Ted Atalla runs a small business selling LED lights called EcoVelocity based in Puebla, Mexico, about an hour and a half outside of the country's capital. He said he was born in Egypt and immigrated to the United States as a child. After many years in California as an American citizen, he moved to Mexico about five years ago and counts himself among Trump's supporters.
"I've been defending what we've been doing over there," he told CNBC. "I think it's a good thing."
But Atalla said he doesn't expect to win any work on the wall: His LED lights are made in China, and that's unlikely to go over well with the administration's mantra of buying and hiring American.
"I'm just watching [the contract] to see if I can offer anything to anybody when it comes," he said.

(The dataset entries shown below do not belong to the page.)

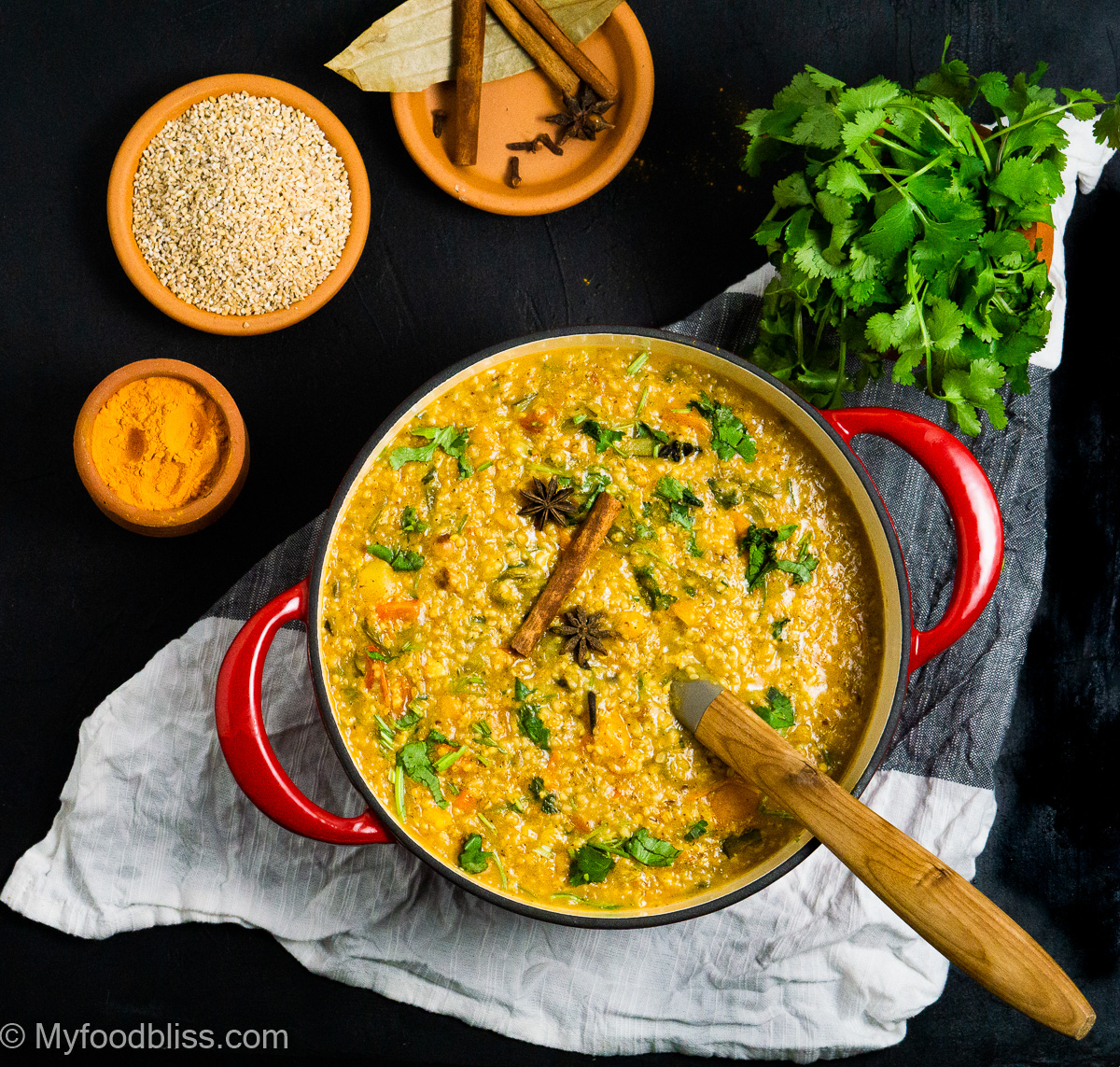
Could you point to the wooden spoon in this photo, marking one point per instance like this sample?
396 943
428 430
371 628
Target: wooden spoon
941 906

Customs and Border Patrol has extended the deadline for initial applications several times, saying "industry interest has been high." In its request for information, the agency described plans to build a concrete wall about 30 feet high that can prevent climbing and withstand tampering or damage.

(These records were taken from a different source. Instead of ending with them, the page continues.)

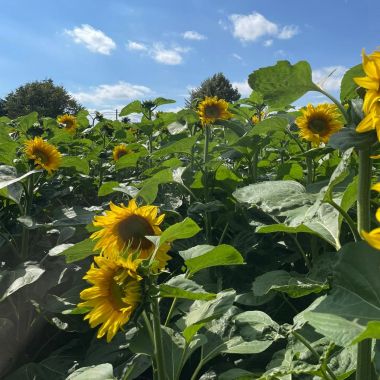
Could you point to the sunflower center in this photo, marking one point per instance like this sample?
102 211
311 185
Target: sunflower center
133 231
41 156
317 125
212 111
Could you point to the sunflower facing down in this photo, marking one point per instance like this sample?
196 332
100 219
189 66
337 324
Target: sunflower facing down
120 151
317 124
212 109
69 121
115 294
126 227
44 155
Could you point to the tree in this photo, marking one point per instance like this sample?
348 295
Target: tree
217 85
43 97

"The intent of this procurement is to acquire and evaluate available wall prototypes and provide some initial construction of some wall segments, but is not intended as the vehicle for the procurement of the total wall solution for the border with Mexico," the contract listing from Customs and Border Patrol states.

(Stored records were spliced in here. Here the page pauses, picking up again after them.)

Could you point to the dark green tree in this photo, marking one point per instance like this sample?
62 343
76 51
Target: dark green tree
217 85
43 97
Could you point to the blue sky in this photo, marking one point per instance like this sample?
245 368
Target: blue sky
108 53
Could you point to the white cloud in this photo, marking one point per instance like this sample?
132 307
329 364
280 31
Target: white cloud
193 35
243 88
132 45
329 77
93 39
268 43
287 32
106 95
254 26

Kenneth Madsen, an Ohio State geography professor, said the agency now appears open to both a concrete wall that would block pedestrians as well as other barriers — such as a fence that might only stop vehicles. And he pointed out that in Arizona, at least, physical barriers are already in place along nearly all passable portions of the state's border with Mexico.
Trump has repeatedly claimed that Mexico will pay for the wall, though the nation's leaders have adamantly rejected that proposal. In Washington, Democrats have already vowed to reject any spending bill that includes money for the wall.
"If Republicans insist on inserting poison pill riders … they will be shutting down the government and delivering a severe blow to our economy," Senate Minority Leader Chuck Schumer said in a statement.
Office of Management and Budget Director Mick Mulvaney said the administration is asking for $1.5 billion this fiscal year and $2.6 billion in fiscal 2018. Mulvaney said the funds would be used to create pilot projects that test different types of barriers in several locations along the Mexican border.
"This is a hard-power budget. That was done intentionally," Mulvaney told reporters during a background call Wednesday. "The president wants to send a message to our allies and to our potential adversaries."